About drisapersen and Prosensa’s clinical development pipeline
Drisapersen (previously GSK2402968/PRO051) is a targeted RNA therapy based on exon skipping technology pioneered by Prosensa. It is designed for patients who have dystrophin gene mutations amenable to an exon 51 skip, representing up to 13% of boys with DMD. Drisapersen has orphan drug status in the EU, US, Australia and Japan. In June 2013, drisapersen was granted Breakthrough Therapy designation by the US Food and Drug Administration, based on results from its Phase II Study in 2013 (DEMAND II).
The overall drisapersen clinical program comprises three double-blind, placebo-controlled studies (DEMAND II, DEMAND V and DEMAND III) and two long term open-label extension studies (DMD114673 and DEMAND IV).
In addition to drisapersen, Prosensa has three other exon skipping therapies in Phase I/II clinical studies with products designed to skip exons 44, 45 and 53 in the dystrophin gene, as well as two programs addressing 52 and 55 skips in pre-clinical development. Prosensa has been granted orphan drug designation in the EU and the US for all six of its compounds in development for the treatment of DMD.
Duchenne Muscular Dystrophy (DMD) is a severely debilitating childhood neuromuscular disease that affects up to 1 in 3,500 live male births. This rare disease is caused by mutations in the dystrophin gene, resulting in the absence or defect of the dystrophin protein. Patients suffer from progressive loss of muscle function, often making them wheelchair bound before the age of 12. Respiratory and cardiac muscle can also be affected by the disease.
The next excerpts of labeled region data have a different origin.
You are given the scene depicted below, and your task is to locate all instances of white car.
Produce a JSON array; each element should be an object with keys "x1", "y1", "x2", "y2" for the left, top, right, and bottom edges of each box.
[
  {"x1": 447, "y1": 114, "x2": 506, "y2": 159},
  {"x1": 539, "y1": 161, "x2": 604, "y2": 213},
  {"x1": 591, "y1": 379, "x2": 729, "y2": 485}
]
Few patients survive the age of 30.
About exon skipping
The dystrophin gene is the largest gene in the body, consisting of 79 exons. Exons are small sequences of genetic code which lead to the manufacture of sections of protein. In DMD, when certain exons are mutated/deleted, the RNA cannot read the genetic code past the fault. This prevents the rest of the exons being read, resulting in a non-functional dystrophin protein and the severe symptoms of DMD.
RNA-based therapeutics, specifically antisense oligonucleotides inducing exon skipping, are currently in development for DMD. This technology uses synthetic antisense oligonucleotides to skip an exon next to a deletion and thereby correct the reading frame, enabling the production of a novel dystrophin protein.